Moldar esse estranho ser que aceita, sem dor, a desigualdade social;
assume a cultura da glamourização do fútil; diverte-se com
entretenimentos que ridicularizam os pobres e a mulher, como são
exemplos os programas de humor na TV.
O capitalismo promove, em nossa consciência, tamanha inversão de
valores, que defeitos qualificados pelo cristianismo de "pecados
capitais" são tidos como virtudes: a avareza, o orgulho, a luxúria,
a inveja e a cobiça.
O capitalismo é irmão gêmeo do individualismo. Ao exaltar como
valores a competição, a riqueza pessoal, o acúmulo de posses,
interioriza em muitas ambições que os afastam do esforço coletivo de
conquista de direitos, para mergulhá-los na ilusão pessoal de que,
um dia, também eles, como alpinistas sociais, galgarão o pico da
fortuna e do sucesso.
A magia capitalista dissolve, pelo calor de sua sedução, todo
conceito gregário, como nação ou povo. O que há são indivíduos
atomizados, premiados pela loteria biológica por não terem nascido
entre os pobres, ou pela roda da fortuna, que os fez ascender
miraculosamente para o universo em que os sofrimentos morais são
camuflados sob o brilho da opulência.
O espírito capitalista não faz distinção de classe: inocula-se no
favelado e na empregada doméstica, no camponês e no motorista de
táxi. E a ricos, remediados e pobres induz à apropriação privada,
não apenas de bens materiais, mas também de bens simbólicos: oro
para alívio dos meus problemas e a cura de minhas doenças; voto no
candidato que melhor corresponde às minhas ambições; adoto um
comportamento que realça a minha figura e o meu prestígio.

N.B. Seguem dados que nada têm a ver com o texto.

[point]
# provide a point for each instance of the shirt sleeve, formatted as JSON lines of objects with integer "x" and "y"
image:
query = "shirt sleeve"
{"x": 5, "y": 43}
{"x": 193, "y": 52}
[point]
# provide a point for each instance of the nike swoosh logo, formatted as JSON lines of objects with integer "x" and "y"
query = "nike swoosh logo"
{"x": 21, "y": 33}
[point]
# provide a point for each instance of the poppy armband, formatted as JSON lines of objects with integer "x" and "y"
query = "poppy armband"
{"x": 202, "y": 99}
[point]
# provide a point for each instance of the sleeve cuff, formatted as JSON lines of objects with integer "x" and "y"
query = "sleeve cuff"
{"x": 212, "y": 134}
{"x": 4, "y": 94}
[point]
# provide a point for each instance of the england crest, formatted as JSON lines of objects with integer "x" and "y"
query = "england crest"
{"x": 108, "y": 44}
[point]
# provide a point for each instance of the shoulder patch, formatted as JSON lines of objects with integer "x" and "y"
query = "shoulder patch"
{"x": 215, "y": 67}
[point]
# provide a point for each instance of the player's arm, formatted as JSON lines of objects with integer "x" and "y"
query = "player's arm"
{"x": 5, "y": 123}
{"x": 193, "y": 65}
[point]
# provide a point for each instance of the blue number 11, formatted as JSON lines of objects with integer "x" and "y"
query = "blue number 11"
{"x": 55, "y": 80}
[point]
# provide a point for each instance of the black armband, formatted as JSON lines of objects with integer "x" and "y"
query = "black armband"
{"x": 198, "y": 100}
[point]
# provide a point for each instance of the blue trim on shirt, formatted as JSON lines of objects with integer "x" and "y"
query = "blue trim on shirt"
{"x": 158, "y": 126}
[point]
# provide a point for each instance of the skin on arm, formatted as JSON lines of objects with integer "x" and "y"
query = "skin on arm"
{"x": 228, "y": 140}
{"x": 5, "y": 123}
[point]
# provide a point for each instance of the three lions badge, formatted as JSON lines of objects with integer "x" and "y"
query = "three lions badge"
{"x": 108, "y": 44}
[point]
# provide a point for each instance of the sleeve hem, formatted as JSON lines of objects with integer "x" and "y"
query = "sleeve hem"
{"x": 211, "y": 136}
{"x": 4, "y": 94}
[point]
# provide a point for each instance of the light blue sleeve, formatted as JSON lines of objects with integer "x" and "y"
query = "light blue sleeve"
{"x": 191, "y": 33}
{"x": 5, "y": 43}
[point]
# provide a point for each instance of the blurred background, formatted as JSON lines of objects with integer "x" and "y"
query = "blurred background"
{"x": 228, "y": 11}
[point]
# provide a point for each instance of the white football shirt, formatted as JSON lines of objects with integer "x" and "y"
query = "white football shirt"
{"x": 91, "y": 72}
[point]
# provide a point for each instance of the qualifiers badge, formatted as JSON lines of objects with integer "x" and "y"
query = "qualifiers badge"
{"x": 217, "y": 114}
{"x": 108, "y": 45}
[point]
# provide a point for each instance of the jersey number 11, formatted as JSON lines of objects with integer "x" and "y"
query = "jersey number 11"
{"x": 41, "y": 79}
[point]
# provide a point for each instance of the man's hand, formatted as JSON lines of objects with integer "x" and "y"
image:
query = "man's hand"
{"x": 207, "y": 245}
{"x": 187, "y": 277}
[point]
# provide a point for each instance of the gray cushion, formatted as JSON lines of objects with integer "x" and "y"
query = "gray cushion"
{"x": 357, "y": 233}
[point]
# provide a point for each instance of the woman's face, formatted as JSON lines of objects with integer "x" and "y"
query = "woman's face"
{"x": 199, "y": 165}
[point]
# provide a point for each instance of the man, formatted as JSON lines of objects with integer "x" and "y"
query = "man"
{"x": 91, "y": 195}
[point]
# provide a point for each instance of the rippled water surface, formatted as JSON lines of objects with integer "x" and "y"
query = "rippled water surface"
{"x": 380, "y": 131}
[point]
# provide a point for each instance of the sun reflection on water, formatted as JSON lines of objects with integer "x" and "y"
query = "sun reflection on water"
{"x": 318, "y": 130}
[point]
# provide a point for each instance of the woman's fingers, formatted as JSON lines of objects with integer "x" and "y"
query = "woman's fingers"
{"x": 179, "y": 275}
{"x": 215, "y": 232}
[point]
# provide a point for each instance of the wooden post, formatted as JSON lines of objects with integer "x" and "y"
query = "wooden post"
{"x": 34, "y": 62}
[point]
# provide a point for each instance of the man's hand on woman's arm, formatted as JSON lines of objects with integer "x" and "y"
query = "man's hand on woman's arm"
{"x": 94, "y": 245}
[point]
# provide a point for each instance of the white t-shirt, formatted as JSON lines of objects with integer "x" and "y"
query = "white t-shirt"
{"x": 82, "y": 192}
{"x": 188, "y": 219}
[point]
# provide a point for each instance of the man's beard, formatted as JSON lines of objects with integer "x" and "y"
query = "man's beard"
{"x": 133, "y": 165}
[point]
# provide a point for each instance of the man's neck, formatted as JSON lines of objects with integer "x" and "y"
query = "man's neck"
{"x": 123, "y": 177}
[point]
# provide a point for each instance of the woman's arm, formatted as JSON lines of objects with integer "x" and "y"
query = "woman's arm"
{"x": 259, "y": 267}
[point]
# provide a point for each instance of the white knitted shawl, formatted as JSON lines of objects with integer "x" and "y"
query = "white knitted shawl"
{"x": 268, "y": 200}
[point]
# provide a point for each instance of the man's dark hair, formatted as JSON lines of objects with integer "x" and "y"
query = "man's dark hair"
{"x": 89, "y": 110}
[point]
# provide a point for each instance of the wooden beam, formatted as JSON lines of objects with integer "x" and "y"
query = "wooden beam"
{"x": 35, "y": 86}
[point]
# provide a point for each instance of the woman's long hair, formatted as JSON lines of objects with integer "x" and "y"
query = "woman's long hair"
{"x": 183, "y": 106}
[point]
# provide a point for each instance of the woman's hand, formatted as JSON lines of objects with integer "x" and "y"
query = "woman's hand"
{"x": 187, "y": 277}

Esse espectro de ser humano não conhece a cooperação e a gratuidade;
considera a generosidade uma humilhação; encara a pobreza insubmissa
como caso de polícia; faz da função de mando uma segunda pele; trata
os subalternos com desdém. O mundo centra-se em seu umbigo. Ainda
que não tape as orelhas ao ouvir falar em "amor ao próximo", do
outro ele se faz próximo quando estão em jogo seus interesses e
ambições. Mas prefere distância se o outro sofre, decai socialmente
ou mergulha em fracasso. Seu espelho é o da bruxa que indaga: "Há
alguém tão bem-sucedido quanto eu?" Se a resposta é positiva, então
quer conhecê-lo, adulá-lo, idolatrá-lo, tocá-lo, como a um ícone
religioso do qual se espera graças e proveitos.
Capitalista não é apenas o banqueiro, o tio Patinhas. É também o
Donald, que o inveja e se submete a seus caprichos. O mundo é para
ele um jogo de espelhos, no qual se vê projetado nas mais variadas
dimensões. Ele inveja os que estão acima dele e nutre ódio por quem
o ameaça como concorrente. Quando se faz religioso, é para ganhar o
Céu, já que a Terra lhe pertence. Dá esmolas, jamais direitos;
acende velas, nunca esperanças; prega a mudança de coração, não da
sociedade; é capaz de reconhecer Cristo na eucaristia, nunca no
rosto de quem padece fome, é sem-terra ou sem-teto.
Horroriza-nos pensar que, outrora, a sociedade praticou o
canibalismo. Quem sabe alimentar-se com a carne do semelhante, em
vez de entregá-la ao repasto dos vermes, seja mais saudável e ético
do que, hoje, excluí-lo do direito de simplesmente ser humano.
* Frei Betto é escritor, autor de "Lula, um operário na presidência"
(Casa Amarela), entre outros livros.